The brain has a deep architecture
For example, the visual cortex is well-studied and shows a sequence of areas each of which contains a representation of the input, and signals flow from one to the next (there are also skip connections and at some level parallel paths, so the picture is more complex). Each level of this feature hierarchy represents the input at a different level of abstraction, with more abstract features further up in the hierarchy, defined in terms of the lower-level ones.
Note that representations in the brain are in between dense distributed and purely local: they are sparse: about 1% of neurons are active simultaneously in the brain. Given the huge number of neurons, this is still a very efficient (exponentially efficient) representation.

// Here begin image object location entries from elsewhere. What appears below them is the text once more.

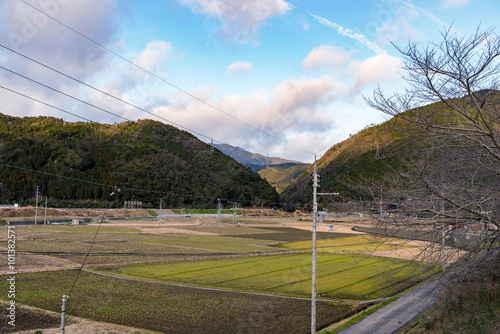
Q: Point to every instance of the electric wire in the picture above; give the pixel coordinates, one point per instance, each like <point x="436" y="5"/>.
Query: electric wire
<point x="165" y="81"/>
<point x="165" y="193"/>
<point x="63" y="93"/>
<point x="85" y="260"/>
<point x="65" y="111"/>
<point x="105" y="93"/>
<point x="109" y="95"/>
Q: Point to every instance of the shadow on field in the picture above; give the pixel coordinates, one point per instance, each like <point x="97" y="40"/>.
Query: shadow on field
<point x="290" y="234"/>
<point x="166" y="308"/>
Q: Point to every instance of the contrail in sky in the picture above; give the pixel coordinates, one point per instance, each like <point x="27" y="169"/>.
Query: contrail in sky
<point x="349" y="33"/>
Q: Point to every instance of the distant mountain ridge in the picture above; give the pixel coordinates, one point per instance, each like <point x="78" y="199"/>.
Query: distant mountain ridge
<point x="279" y="172"/>
<point x="147" y="160"/>
<point x="255" y="161"/>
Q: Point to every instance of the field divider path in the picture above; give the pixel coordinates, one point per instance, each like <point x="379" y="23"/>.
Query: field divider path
<point x="202" y="287"/>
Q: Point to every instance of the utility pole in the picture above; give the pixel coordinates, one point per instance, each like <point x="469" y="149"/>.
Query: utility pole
<point x="313" y="278"/>
<point x="63" y="314"/>
<point x="315" y="220"/>
<point x="45" y="216"/>
<point x="219" y="217"/>
<point x="160" y="211"/>
<point x="36" y="205"/>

Cognitive processes seem deep
- Humans organize their ideas and concepts hierarchically.
- Humans first learn simpler concepts and then compose them to represent more abstract ones.
- Engineers break-up solutions into multiple levels of abstraction and processing
It would be nice to learn / discover these concepts (knowledge engineering failed because of poor introspection?). Introspection of linguistically expressible concepts also suggests a sparse representation: only a small fraction of all possible words/concepts are applicable to a particular input (say a visual scene).

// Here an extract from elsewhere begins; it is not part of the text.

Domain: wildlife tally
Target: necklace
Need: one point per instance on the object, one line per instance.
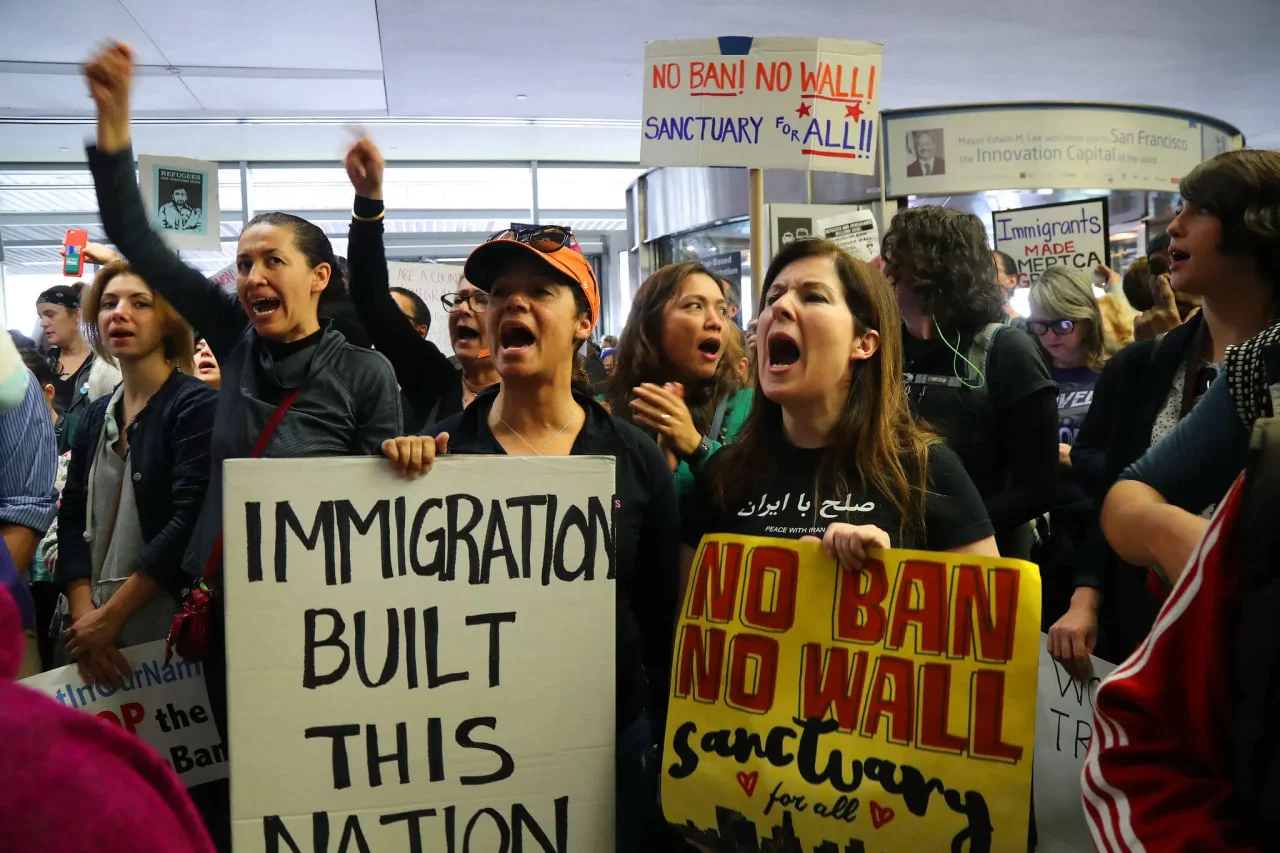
(538, 452)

Breakthrough in Learning Deep Architectures
Before 2006, attempts at training deep architectures failed: training a deep supervised feedforward neural network tends to yield worse results (both in training and in test error) then shallow ones (with 1 or 2 hidden layers).
Three papers changed that in 2006, spearheaded by Hinton’s revolutionary work on Deep Belief Networks (DBNs):
- Hinton, G. E., Osindero, S. and Teh, Y., A fast learning algorithm for deep belief netsNeural Computation 18:1527-1554, 2006
- Yoshua Bengio, Pascal Lamblin, Dan Popovici and Hugo Larochelle, Greedy Layer-Wise Training of Deep Networks, in J. Platt et al. (Eds), Advances in Neural Information Processing Systems 19 (NIPS 2006), pp. 153-160, MIT Press, 2007
- Marc’Aurelio Ranzato, Christopher Poultney, Sumit Chopra and Yann LeCun Efficient Learning of Sparse Representations with an Energy-Based Model, in J. Platt et al. (Eds), Advances in Neural Information Processing Systems (NIPS 2006), MIT Press, 2007
The following key principles are found in all three papers:
- Unsupervised learning of representations is used to (pre-)train each layer.
- Unsupervised training of one layer at a time, on top of the previously trained ones. The representation learned at each level is the input for the next layer.
- Use supervised training to fine-tune all the layers (in addition to one or more additional layers that are dedicated to producing predictions).
The DBNs use RBMs for unsupervised learning of representation at each layer. The Bengio et al paper explores and compares RBMs and auto-encoders (neural network that predicts its input, through a bottleneck internal layer of representation). The Ranzato et al paper uses sparse auto-encoder (which is similar to sparse coding) in the context of a convolutional architecture. Auto-encoders and convolutional architectures will be covered later in the course.
Since 2006, a plethora of other papers on the subject of deep learning has been published, some of them exploiting other principles to guide training of intermediate representations. See Learning Deep Architectures for AI for a survey.